Disclaimer: I’ve had my own grievances with Circle, but overall their platform is well worth considering because I believe it at least meets the Hard Requirements. Being a college student and only having used their free plan, I also don’t have that much experience working at a Rust-sized scale, but I do believe they could meet these demands.
For what it’s worth, my team had many similar issues with Travis CI’s spotty maintenance and incident response, and while I give them a pass for being one of the largest supporters of Open Source by offering free builds, I think there are definitely some competitive options out there, especially for paying customers.
We don’t use anywhere near the number of workers that Rust would use, but CircleCI reduced our build times by over 50% coming from Travis, because Travis has much higher overhead on each job. In my time on CircleCI, we’ve had very few outages coming from CircleCI themselves—all of the service disruptions I’ve been affected by have been on the side of upstream providers such as GitHub API issues. Anecdotally, a job that previously took 1 minute on Travis to run 5 seconds of tests took 7 seconds on CircleCI. The speed of Circle’s job runners also means that any backlogs take less time to disappear after an outage.
For what it’s worth, CircleCI:
- Is a Docker-first platform, and is almost entirely based on Docker. Workers are Docker containers (except on macOS) and start almost instantly as a result, and overhead is quite low. Paid plans would almost certainly support intermediate layer caching.
- Definitely meets the requirement for having direct/premium support, and is hosted by them, but also has a self-hosted option.
- They have a sales team who would hopefully be able to answer your questions and provide concrete quotes.
- Has macOS and Linux workers available, and payment scales to capacity as set on the account.
- I believe the default resource constraints are 2CPUs x 4 GB, but the resource_class setting (available by support request) allows for scaling up to 8CPUs x 16 GB.
- Capacity is determined on the organization level, i.e. you set up a certain number of workers for the organization and those workers are always available right when the build starts.
As such, I think Circle at least covers the hard requirements. To the nice-to-haves, it’s worth asking sales about some of the things, but there are a few requirements that I can say are pretty much satisfied:
- The ability to log into the builders remotely to investigate spurious failures is built-in. One can re-run jobs with SSH and use any SSH keys associated with their GitHub account to log in.
- The ability to easily run and debug builds locally is also built-in—there is a CLI which can be used for config validation.

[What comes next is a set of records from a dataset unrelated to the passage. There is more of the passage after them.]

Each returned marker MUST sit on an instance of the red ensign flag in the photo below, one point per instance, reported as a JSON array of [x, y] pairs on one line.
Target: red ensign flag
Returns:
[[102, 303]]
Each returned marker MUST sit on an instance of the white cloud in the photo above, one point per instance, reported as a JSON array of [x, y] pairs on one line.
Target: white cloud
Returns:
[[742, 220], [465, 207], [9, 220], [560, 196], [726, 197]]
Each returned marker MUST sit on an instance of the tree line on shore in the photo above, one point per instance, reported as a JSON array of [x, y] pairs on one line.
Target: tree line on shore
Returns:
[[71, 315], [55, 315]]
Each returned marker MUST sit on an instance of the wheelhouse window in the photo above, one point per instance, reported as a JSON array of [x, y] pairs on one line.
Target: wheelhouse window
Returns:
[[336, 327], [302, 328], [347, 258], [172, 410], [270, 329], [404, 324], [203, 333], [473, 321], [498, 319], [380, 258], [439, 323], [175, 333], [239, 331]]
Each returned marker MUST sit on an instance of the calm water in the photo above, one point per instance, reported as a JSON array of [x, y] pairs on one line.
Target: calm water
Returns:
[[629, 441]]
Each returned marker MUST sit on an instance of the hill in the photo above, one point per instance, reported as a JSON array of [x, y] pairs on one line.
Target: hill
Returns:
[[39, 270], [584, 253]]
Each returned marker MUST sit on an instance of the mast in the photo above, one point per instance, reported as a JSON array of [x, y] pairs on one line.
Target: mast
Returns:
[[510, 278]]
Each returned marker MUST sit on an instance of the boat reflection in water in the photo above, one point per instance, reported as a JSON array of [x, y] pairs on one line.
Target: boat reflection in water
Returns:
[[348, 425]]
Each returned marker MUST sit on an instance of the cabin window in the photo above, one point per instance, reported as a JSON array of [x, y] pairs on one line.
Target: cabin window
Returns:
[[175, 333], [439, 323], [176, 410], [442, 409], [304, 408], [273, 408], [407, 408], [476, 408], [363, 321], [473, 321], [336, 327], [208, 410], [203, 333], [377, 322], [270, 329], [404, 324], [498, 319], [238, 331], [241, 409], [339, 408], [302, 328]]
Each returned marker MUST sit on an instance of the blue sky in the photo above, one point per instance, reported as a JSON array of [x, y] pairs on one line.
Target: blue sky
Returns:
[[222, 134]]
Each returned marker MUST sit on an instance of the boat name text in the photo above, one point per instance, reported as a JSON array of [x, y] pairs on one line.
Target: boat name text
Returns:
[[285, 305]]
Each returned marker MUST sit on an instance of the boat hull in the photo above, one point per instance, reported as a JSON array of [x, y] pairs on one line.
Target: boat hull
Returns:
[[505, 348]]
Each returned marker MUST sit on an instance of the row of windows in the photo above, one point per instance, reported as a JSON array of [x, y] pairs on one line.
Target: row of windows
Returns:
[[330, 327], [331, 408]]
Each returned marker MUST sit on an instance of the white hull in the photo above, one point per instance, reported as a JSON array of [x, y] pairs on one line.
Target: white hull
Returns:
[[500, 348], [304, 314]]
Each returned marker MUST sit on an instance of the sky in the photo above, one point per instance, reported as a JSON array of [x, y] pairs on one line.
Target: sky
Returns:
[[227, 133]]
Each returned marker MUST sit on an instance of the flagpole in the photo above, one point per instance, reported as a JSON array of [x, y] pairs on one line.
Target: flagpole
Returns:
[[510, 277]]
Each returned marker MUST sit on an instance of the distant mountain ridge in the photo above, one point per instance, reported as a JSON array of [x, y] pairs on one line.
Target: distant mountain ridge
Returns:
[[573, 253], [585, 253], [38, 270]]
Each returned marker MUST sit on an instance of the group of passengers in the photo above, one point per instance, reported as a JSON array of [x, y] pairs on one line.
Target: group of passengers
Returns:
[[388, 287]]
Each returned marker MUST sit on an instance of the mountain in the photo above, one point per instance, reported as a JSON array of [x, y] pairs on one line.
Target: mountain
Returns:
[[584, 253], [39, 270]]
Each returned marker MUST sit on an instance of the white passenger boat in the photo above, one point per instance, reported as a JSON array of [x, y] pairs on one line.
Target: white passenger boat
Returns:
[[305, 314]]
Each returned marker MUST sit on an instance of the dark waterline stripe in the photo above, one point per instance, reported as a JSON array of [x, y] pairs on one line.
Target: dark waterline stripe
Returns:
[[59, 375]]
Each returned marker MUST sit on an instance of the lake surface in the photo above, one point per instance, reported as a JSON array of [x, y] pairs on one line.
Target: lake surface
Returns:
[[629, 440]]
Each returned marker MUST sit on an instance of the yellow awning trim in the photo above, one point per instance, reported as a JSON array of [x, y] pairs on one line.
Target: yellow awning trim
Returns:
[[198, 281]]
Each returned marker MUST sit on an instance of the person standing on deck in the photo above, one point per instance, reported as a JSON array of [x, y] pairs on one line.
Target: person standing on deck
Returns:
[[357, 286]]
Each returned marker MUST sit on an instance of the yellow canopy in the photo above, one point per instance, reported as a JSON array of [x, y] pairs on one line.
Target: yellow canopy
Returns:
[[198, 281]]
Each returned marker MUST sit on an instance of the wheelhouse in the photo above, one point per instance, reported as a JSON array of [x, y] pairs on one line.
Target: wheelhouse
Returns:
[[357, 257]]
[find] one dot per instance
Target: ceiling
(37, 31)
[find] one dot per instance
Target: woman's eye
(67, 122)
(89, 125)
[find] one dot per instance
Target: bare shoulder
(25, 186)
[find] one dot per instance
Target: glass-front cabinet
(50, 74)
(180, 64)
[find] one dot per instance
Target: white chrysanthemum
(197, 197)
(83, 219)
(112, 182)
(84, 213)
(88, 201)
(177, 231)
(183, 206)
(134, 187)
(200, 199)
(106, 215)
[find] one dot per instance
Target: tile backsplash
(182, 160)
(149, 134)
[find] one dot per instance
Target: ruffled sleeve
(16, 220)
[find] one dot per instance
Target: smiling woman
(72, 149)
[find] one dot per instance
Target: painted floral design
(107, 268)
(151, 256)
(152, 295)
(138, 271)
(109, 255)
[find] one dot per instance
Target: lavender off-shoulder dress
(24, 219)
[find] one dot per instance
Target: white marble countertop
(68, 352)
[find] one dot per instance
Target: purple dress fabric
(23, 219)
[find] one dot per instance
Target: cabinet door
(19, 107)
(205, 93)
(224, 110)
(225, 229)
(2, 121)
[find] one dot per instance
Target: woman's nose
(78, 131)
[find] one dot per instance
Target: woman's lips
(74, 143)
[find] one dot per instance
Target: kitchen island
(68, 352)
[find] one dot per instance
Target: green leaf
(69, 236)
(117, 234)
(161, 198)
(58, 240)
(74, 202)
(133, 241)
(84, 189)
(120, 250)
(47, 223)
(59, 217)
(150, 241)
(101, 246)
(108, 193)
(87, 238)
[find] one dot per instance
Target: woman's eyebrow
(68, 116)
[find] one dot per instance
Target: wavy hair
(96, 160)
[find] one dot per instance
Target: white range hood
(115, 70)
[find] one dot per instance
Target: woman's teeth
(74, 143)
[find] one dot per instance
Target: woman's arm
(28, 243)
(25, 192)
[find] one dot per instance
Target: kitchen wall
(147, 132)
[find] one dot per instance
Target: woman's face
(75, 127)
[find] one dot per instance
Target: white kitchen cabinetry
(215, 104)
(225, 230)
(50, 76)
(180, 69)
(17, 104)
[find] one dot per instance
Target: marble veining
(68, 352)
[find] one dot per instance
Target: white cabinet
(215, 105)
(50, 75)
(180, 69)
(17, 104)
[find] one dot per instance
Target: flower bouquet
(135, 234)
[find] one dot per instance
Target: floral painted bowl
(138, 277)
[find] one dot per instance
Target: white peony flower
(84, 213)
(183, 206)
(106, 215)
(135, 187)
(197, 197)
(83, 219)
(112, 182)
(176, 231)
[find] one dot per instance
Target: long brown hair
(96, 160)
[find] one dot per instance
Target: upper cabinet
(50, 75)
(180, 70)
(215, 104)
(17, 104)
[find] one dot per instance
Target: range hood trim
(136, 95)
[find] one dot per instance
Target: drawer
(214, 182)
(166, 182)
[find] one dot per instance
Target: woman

- Built-in caching support is also available. There is support for both shorter-term “caching” and longer-term “artifact” storage. (The former primarily for sharing between builds, the latter more for downloadable artifacts.)

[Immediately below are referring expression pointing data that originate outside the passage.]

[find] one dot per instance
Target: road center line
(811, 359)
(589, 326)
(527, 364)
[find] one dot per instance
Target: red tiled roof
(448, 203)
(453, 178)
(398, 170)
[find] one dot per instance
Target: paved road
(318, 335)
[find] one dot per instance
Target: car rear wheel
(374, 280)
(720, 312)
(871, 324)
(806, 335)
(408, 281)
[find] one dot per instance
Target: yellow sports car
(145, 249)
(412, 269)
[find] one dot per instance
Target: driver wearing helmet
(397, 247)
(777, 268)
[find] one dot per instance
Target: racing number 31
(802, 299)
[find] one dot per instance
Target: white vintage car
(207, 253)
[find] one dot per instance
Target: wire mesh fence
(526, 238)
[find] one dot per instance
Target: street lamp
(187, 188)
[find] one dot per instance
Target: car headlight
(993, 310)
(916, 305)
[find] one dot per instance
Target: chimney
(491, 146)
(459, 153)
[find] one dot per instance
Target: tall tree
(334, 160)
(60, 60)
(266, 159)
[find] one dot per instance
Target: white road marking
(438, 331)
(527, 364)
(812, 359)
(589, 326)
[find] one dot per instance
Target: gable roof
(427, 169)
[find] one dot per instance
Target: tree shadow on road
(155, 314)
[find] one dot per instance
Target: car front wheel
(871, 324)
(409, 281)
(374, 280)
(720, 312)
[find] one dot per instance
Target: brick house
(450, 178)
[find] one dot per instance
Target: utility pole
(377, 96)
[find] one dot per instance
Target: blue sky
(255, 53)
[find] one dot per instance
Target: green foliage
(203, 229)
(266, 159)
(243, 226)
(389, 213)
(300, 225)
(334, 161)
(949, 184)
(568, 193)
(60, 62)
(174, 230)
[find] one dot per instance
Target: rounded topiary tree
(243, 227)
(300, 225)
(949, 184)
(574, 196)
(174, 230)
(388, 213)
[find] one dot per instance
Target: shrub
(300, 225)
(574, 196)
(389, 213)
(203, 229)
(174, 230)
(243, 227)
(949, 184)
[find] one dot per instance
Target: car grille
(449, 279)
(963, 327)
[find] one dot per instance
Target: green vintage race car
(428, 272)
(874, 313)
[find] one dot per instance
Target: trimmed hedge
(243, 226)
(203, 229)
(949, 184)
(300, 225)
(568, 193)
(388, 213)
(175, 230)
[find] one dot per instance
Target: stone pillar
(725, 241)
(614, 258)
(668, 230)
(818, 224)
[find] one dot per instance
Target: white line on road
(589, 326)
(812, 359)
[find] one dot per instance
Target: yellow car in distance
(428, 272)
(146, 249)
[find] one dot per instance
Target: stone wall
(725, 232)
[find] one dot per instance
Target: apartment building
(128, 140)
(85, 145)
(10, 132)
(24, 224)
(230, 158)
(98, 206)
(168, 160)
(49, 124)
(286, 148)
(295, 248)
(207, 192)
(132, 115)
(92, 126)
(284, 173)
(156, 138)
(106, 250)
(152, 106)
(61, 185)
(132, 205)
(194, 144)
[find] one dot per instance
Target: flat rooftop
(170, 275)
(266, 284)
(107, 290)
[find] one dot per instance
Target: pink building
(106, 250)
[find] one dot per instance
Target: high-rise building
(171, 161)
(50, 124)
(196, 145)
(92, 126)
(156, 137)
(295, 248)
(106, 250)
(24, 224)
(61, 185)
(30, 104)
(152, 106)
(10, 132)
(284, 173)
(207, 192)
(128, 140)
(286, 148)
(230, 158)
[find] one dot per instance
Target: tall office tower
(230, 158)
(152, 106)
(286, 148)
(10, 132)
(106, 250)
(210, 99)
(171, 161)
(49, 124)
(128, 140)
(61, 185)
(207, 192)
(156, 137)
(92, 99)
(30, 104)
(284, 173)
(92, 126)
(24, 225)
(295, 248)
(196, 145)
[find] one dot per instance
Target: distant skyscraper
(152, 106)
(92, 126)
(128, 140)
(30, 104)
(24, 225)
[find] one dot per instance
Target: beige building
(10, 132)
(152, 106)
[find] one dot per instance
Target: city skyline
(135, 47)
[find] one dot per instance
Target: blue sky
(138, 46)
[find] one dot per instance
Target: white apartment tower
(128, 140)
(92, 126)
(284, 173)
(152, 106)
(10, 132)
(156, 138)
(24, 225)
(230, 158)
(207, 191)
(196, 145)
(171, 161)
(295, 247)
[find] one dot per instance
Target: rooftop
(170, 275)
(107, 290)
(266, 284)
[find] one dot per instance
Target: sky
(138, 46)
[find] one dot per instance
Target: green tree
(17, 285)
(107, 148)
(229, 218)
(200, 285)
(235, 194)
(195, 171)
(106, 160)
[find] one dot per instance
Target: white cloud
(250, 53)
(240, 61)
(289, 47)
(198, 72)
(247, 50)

- Pay-for-what-you-use might be possible. Scaling resource constraints is certainly easier on Circle than it is on Travis, from my experience.

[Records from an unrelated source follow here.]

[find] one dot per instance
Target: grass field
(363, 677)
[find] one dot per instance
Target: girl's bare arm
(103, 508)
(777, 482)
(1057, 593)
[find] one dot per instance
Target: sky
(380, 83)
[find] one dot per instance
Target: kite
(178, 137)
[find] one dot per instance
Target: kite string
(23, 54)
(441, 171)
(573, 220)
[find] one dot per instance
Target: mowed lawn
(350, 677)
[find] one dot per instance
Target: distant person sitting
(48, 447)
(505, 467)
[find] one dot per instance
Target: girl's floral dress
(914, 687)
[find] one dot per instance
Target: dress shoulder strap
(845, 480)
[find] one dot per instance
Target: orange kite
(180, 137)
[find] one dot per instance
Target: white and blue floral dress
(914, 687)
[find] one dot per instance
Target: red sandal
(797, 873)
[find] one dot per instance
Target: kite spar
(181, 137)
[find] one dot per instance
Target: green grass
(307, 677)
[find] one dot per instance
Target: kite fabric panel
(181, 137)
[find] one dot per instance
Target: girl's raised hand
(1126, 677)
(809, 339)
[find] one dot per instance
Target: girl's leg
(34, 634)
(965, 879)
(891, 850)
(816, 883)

There are a large number of things that my team have found really nice, such as each commit getting multiple commit statuses on GitHub, so you can explicitly click on the “Details” and get right to the build, or mark certain job passes as “required” for branches to be mergeable. I think these things are configurable, if those are not wanted.
There are some cons, though.
- Circle’s web UI isn’t the most intuitive, nor is their configuration documentation bulletproof. They’re improving both of these things, but in their current forms they aren’t perfect.
- I’ve encountered some performance issues with loading logs from builds with lots of output, in that it just takes time to load the logs.